Strang’s philosophical sections are punctuated with frequent citations to John Finnis’s seminal Natural Law and Natural Rights (1980), Aquinas’s Summa Theologica, and Aristotle’s The Nicomachean Ethics. Some constitutional law buffs may find such references off-putting, and sometimes impenetrable, but Strang’s general orientation is consistent with consequentialist defenses of originalism by McGinnis and Rappaport and others. Strang weaves natural law arguments (and related concepts, such as “virtue ethics”) throughout the book; it is risible to claim, as some critics have, that this material is simply tacked on to the end. The book is a combination of doctrinal and theoretical arguments, but natural law (central to chapter 4) is the keystone of Strang’s bold thesis.
The ultimate success of Strang’s natural law defense of originalism hinges on the case he makes in chapter 4, and in particular section 4.5. This reader was left with questions: How does one evaluate the strength of a normative argument that rests on the premise that originalism “best secures the background conditions under which Americans can pursue their own individual human flourishing”? Is “human flourishing” capable of legal measurement? Some originalists dispute whether originalism requires a normative justification at all. Some question whether natural law even has a role to play in a system of positive law.
Should Americans embrace an account of constitutional interpretation that (as Strang admits) is “agnostic” regarding its outcome? Is the “common good”—the objective of the Aristotelian philosophical tradition—in the eye of the beholder? (Strang admits that “there is a robust debate over different conceptions of the common good.”) “Old school” originalists in the mold of Robert Bork and Antonin Scalia would likely be skeptical of any reliance on moral philosophy as a guide to constitutional theory. “When did Aristotle become a Founding Father?”, they might ask, pointing out that judges are not philosophers or theologians, and vice versa.

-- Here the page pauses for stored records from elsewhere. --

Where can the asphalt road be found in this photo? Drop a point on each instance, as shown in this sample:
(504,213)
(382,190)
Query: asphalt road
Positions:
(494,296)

Strang concedes that “these first principles of natural law are abstract; too abstract, in fact, to guide most concrete decision making, including legal decision making.” He relies instead on “a number of mediating structures to bridge the analytical gap” between abstract natural law norms and “the concrete practical situations typically faced by humans.” These structures include virtue ethics, specification, and determinatio. Strang, who is the John W. Stoepler Professor of Law and Values at the University of Toledo College of Law, does a yeoman’s job of explaining and applying these “structures” to defend originalism, but one wonders if justifying constitutional theory in the vernacular of moral philosophy creates unnecessary indeterminacy. I daresay that philosophers disagree among themselves even more than originalists do (which is a lot).

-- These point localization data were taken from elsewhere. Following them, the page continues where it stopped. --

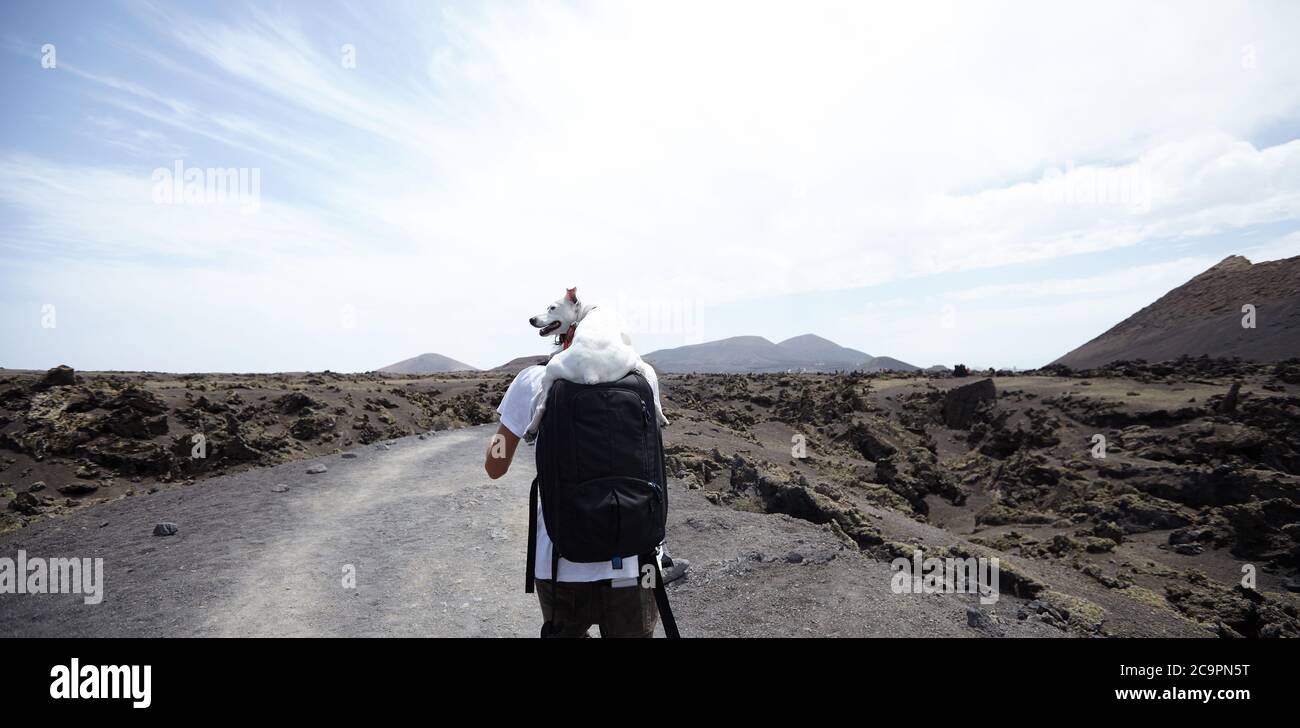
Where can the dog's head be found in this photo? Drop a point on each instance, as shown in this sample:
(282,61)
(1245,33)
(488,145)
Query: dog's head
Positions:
(560,315)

Many readers will find no quarrel with Strang’s analysis, but others may prefer Ronald Dworkin’s take (or Hadley Arkes’s, or Robert George’s, or John Rawls’s, or Harry Jaffa’s, etc.). Strang’s exploration of natural law as a justification of originalism is provocative, and certainly original, but not wholly convincing. If recent trends in constitutional scholarship are any indication, Originalism’s Promise represents only the first shot in what will become an extended volley, perhaps moving the academic debate in a new direction. Let the dialogue begin.